Theirs is not the darkness of bleak despair, harrowing and windswept and awful only for being unrelenting, nor is it the crushing, weighty darkness of impossible endurance. This is a living darkness, a rich and textured darkness, like that found at the bottom of the ocean's deepest trenches, alive with monsters and strange lights.
Monolithe III is their third record, and also the third instalment in the career-spanning musical epic they are composing. It is also their first record in seven years, barring a pair of EPs. The time between these releases has not been wasted, as it is clear they have taken the sleek, cold, interstellar doom that composed their earlier output and made so much more out of it. They did not just set out to perfect their sound but to deepen it at every turn, adding layers and depth.
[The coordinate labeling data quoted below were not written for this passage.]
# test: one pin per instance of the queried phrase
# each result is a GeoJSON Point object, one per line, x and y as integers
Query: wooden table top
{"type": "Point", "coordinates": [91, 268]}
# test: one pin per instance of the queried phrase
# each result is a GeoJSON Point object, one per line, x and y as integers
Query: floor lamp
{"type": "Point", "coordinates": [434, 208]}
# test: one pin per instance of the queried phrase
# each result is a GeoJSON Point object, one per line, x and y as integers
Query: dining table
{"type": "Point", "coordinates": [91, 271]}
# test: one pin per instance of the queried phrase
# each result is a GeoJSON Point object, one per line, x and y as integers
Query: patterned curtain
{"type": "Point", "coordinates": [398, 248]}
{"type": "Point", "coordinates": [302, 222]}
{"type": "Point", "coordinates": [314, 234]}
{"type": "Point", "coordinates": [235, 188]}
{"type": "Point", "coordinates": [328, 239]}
The best way I can describe the texture of their sound, as well as the emotional impact that it has, is like being in a sensory deprivation tank. At first, the experience is dominated by the sense of enclosing dark, the complete blackness and weightlessness. Then, the darkness suddenly expands as the listener journeys inwards, becoming impossibly vast. Just as one hallucinates in a sensory deprivation tank, so does the darkness of Monolithe III become filled with bright, twisting visions.
This record is a massive 52 minutes in length, and yet there is never a dull moment. The flow is extraordinary, riffs twisting and bending, melting into one another with just the right amount of friction or smoothness. The melodic passages dapple the record silver-bright. They never rely on the trappings of the genre, the cliches of a plodding pace or leaden riffs, proving a sparkling interlude can induce as much misery as a limestone slab. Monolithe III is something extraordinary.